A project I have been working on part-time for the last year has recently been launched. The project involved building an eReader application for Sangari Global Education through a company called 8 Leaf Digital Productions. The basic idea was to take a large body of content, with associated resources, already in existence and deliver this data to eReader tablets with the available content to the user being dictated by access levels. Working with Ryan Nadel from 8 Leaf Digital we designed the system and started down the bumpy road of turning an idea into reality.
The content we had to work with was in the familiar form of books containing chapters. We shifted our thinking a little and tried not to worry about the books and turned chapters into lessons. With this new paradigm we were free to group sets of lessons together in order to create units which were the substitute for the idea of a book.
My role in the project (outside of architecture) was around third party integration, data processing and the construction of a API that the accompanying Android application could communicate with to download various resources. A good friend of mine, Geoff Spears, was brought into the project quite late and did an amazing job of delivering a robust Android application to consume the data – many of the challenges I faced on this project were alleviated by having Geoff join the team.
Throughout the project, as is the case when building anything new, we faced a few challenges and as a result came up with some innovative solutions. I thought this would be a good place to talk about those challenges and their solutions.
The data processing for the Sangari project was originally supposed to be done through a GUI with associations between data packages being made by a human operator. The larger idea being that an administrator could login to the web application, upload some data and then use the tools we built to process that data. There were some issues around communication on the project and when we did finally receive the data to be processed we realized that it was far too complex to be processed by a human and a bulk uploading system had to be implemented. With looming deadlines and a large body of data to process I tried to think about ways in which I could make this task easier on myself.
The JDBC backed paradigm that I had already developed for this project with presented some real challenges when we were faced with late changes to the data model. The number of data objects we had grew by three fold and the idea of writing boiler plate JDBC code for all of these objects made my stomach curl. It is a pain to do this stuff the first time around let alone having to go back and do it all again.
I started looking at the relationships between the data objects we were processing and noticed a pattern. The data could be related in an n-tree type of manner; however, because the project was being developed with what I would call an uber-agile methodology I was trying to make sure we did not have too many constraints in the way we put it together. I wanted to make sure we had the flexibility down the road to make associations across any of the objects and not introduce any duplication.
I broke everything down so that each data object held an individual piece of data. Along with the primary piece of data each table also included a auto generated ID for the primary key and time stamps for when it was created and last updated. This increased the number of objects we were dealing with but it did allow for me to handle each object in a generic manner. All the data was related using join tables which gave me the relational flexibility without data duplication that I was looking for. The real beauty that came out of this was that I was able to write a small set of methods that could handle all these data objects and their relationships regardless of their type.
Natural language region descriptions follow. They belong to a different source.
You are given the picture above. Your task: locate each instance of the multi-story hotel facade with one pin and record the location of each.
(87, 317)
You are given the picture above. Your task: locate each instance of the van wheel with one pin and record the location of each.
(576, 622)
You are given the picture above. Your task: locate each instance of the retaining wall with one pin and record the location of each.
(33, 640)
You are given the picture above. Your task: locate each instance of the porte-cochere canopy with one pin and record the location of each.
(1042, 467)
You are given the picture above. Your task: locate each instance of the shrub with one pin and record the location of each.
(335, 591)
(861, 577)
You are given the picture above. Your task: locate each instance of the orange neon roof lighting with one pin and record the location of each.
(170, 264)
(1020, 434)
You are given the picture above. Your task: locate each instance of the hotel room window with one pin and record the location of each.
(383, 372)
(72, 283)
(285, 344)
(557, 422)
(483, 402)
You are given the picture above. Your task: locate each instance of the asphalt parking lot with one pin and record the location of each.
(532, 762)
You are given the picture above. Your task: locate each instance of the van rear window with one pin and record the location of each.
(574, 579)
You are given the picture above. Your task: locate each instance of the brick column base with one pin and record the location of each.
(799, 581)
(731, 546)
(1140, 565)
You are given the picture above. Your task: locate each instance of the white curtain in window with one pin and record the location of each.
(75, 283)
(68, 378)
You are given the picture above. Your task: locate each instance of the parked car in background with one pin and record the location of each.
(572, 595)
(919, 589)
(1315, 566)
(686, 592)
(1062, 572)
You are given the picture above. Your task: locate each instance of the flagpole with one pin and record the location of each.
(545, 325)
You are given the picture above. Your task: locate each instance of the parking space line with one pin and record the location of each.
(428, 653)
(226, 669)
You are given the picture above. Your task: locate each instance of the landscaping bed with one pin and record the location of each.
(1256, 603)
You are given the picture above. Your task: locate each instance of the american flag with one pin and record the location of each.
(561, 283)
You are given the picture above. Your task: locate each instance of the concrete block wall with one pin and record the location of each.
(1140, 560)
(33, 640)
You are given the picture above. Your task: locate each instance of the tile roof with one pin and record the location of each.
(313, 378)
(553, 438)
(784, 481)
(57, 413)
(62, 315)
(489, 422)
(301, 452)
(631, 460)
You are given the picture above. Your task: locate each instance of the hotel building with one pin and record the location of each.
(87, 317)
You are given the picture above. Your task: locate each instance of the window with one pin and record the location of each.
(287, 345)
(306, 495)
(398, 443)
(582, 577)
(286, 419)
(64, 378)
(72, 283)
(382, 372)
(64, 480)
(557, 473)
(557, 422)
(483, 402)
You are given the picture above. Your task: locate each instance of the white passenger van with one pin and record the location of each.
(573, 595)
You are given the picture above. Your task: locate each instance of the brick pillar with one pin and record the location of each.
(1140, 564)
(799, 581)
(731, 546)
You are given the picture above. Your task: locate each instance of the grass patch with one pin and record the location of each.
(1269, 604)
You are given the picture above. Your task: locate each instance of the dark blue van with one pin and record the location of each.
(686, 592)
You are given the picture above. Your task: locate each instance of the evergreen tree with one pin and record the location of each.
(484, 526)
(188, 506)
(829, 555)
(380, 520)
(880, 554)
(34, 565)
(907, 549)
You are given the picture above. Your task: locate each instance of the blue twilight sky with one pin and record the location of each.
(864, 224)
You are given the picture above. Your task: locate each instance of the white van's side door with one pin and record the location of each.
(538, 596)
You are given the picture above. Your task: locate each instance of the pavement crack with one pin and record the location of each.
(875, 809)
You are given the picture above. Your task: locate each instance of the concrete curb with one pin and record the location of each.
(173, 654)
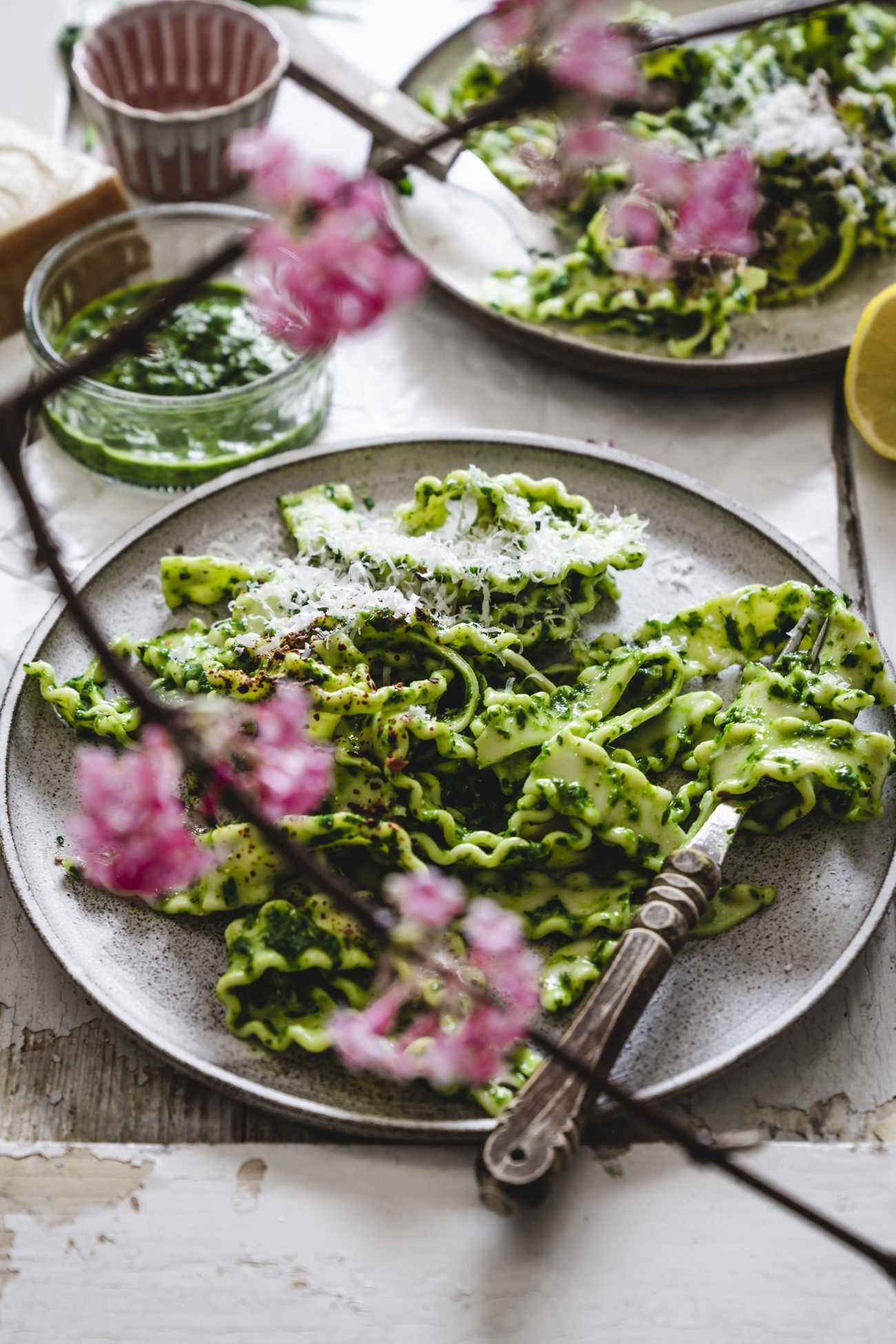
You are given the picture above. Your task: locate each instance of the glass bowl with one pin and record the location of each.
(163, 441)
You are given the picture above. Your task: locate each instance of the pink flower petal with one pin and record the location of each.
(285, 772)
(717, 214)
(429, 898)
(130, 828)
(633, 218)
(644, 261)
(597, 59)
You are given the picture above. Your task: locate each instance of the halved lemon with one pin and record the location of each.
(870, 374)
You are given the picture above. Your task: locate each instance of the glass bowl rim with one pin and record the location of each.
(42, 349)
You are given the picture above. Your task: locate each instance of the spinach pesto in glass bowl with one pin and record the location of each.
(212, 390)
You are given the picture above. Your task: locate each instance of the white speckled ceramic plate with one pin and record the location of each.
(462, 247)
(723, 999)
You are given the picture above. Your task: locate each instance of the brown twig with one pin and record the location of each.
(130, 336)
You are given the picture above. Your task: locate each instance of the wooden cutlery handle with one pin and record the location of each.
(391, 116)
(539, 1132)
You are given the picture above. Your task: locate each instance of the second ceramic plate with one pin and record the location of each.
(462, 246)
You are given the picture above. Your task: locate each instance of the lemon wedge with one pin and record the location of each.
(870, 374)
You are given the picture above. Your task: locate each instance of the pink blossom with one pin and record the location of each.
(511, 22)
(660, 172)
(429, 898)
(500, 950)
(717, 214)
(594, 141)
(331, 264)
(597, 59)
(491, 929)
(130, 830)
(642, 261)
(340, 276)
(360, 1041)
(285, 772)
(633, 218)
(278, 172)
(467, 1038)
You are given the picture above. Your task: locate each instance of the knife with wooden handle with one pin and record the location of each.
(539, 1132)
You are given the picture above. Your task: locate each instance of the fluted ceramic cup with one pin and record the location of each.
(168, 83)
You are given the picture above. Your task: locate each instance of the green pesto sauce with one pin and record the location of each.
(211, 343)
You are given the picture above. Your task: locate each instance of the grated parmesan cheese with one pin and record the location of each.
(797, 119)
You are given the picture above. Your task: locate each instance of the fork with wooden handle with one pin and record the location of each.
(539, 1132)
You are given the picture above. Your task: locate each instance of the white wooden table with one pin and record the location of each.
(136, 1205)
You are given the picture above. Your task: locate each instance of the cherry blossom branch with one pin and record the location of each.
(532, 85)
(378, 921)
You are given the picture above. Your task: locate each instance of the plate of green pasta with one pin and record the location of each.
(533, 671)
(811, 100)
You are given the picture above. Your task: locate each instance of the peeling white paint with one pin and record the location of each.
(389, 1246)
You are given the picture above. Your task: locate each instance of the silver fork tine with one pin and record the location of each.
(817, 645)
(797, 635)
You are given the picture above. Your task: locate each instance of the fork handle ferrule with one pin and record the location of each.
(540, 1129)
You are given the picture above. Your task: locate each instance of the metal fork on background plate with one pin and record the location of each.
(396, 121)
(539, 1132)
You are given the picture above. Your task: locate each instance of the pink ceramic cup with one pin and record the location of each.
(168, 83)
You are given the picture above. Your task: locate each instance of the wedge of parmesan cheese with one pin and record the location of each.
(46, 192)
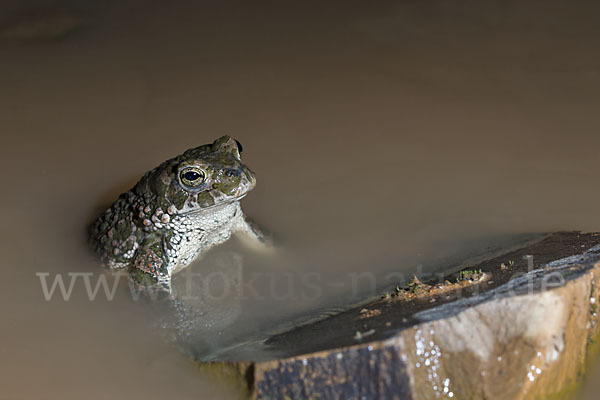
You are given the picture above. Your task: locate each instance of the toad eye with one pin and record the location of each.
(192, 176)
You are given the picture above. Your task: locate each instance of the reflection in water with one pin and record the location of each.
(383, 139)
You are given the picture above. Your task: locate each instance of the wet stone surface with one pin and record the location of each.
(510, 331)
Without flooding this blog with too much code and still giving you an idea of the type of flexibility this scenario gave me look at the following method I used for inserting a join between two tables. There is more logic around how I decided to make a join happen but this method covers the underlying principle… no matter what data field we were processing I could use the same generic methods to handle the communication with the database. The strings passed in were used for the name of the table and the main data field. The individual IDs were returned form the database after the represented objects were inserted.
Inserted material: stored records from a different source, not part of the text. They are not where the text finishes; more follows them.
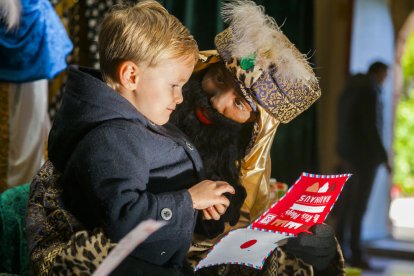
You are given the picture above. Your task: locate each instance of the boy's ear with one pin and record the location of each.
(128, 74)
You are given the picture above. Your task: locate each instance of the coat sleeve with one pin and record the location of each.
(112, 166)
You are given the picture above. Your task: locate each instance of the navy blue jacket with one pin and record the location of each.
(120, 169)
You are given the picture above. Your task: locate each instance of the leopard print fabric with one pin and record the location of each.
(83, 254)
(56, 240)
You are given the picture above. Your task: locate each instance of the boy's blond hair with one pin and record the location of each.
(145, 34)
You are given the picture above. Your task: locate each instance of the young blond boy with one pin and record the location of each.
(121, 162)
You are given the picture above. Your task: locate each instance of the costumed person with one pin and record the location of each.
(120, 161)
(254, 81)
(33, 49)
(361, 149)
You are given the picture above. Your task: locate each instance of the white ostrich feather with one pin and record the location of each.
(10, 13)
(254, 31)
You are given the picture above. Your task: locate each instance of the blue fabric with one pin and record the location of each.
(37, 49)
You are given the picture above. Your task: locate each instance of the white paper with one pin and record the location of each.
(126, 245)
(243, 246)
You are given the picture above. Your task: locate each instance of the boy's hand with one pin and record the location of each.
(208, 193)
(214, 212)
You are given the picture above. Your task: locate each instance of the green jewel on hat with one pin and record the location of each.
(248, 61)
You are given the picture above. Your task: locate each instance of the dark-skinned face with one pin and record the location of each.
(225, 95)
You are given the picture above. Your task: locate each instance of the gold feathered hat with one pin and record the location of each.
(268, 68)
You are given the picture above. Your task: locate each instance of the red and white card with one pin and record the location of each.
(308, 202)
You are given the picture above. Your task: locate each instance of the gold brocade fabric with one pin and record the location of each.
(256, 167)
(4, 134)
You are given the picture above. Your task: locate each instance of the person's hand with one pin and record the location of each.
(232, 213)
(208, 193)
(214, 212)
(317, 249)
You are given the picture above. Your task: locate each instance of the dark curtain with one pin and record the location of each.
(295, 146)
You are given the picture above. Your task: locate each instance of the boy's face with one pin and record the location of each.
(159, 88)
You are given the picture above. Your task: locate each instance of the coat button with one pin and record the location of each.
(189, 146)
(166, 213)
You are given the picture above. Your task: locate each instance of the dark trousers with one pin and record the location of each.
(352, 204)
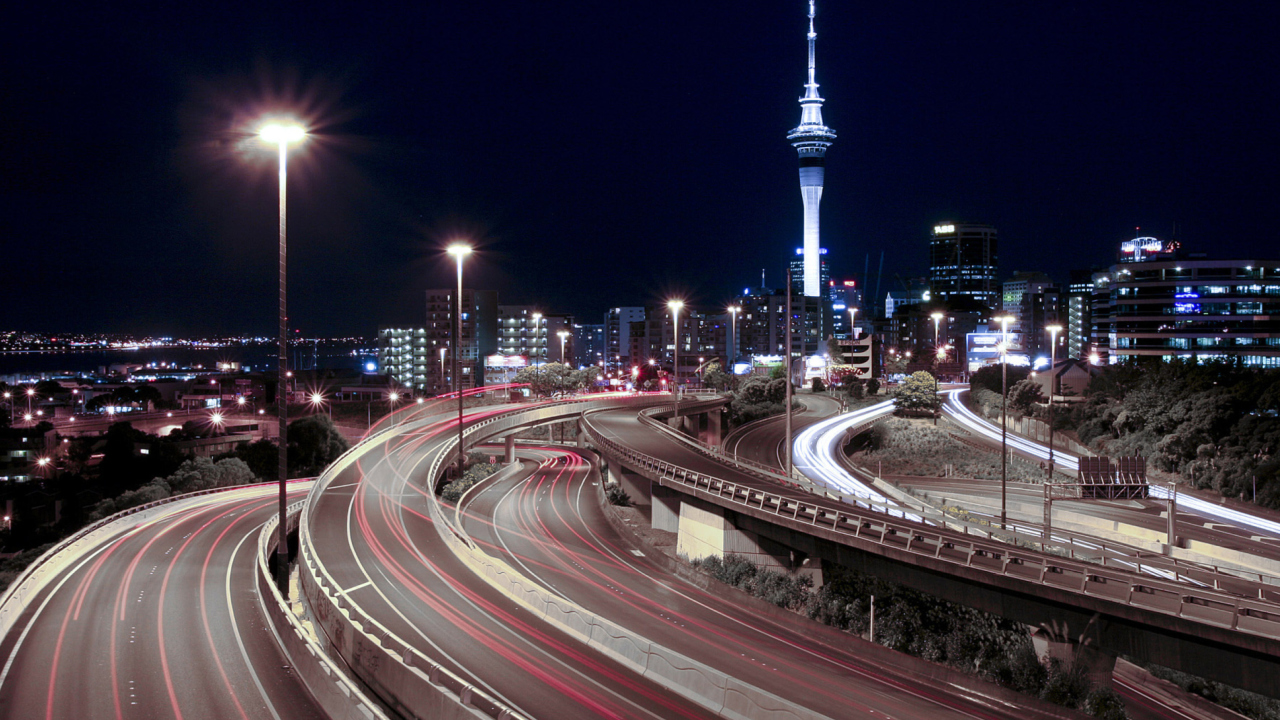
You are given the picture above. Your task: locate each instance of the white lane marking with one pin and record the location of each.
(240, 641)
(534, 648)
(45, 604)
(353, 588)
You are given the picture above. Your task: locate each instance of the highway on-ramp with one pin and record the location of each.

As you can see by the following entity relationship diagram the data model I ended up with was moderately complex with only ‘has a’ dependencies. After processing the data for the project this small set of methods I had written inserted approximately 80K separate pieces of data without any errors and a similar set of methods was used for updating and extraction. Although this design could do little to alleviate the complexity of processing the data it did make the job of interacting with the database less tedious and provided me with a lot of flexibility in how I could treat the data as the project evolved.
Another major problem we faced as we plodded forward working on this project revolved around native PDF processing on the Android tablet. There was very little native PDF support on the Android platform and the PDF render time was unacceptably slow. To get around this problem we decided to pre-process the PDFs and turn each page into a PNG. All the meta data normally stored with the PDF for that page, along with extra data created by our process, was included with the PNGs representing a chapter as a JSON file that mapped said PNGs to the relevant data. The resulting group of PNGs and JSON file was then zipped up and delivered to the reader via an API. A multi-threaded downloader on the client allows for a fairly seamless experience when browsing the content. So far the reader has been distributed to 1000+ teachers without any major issues.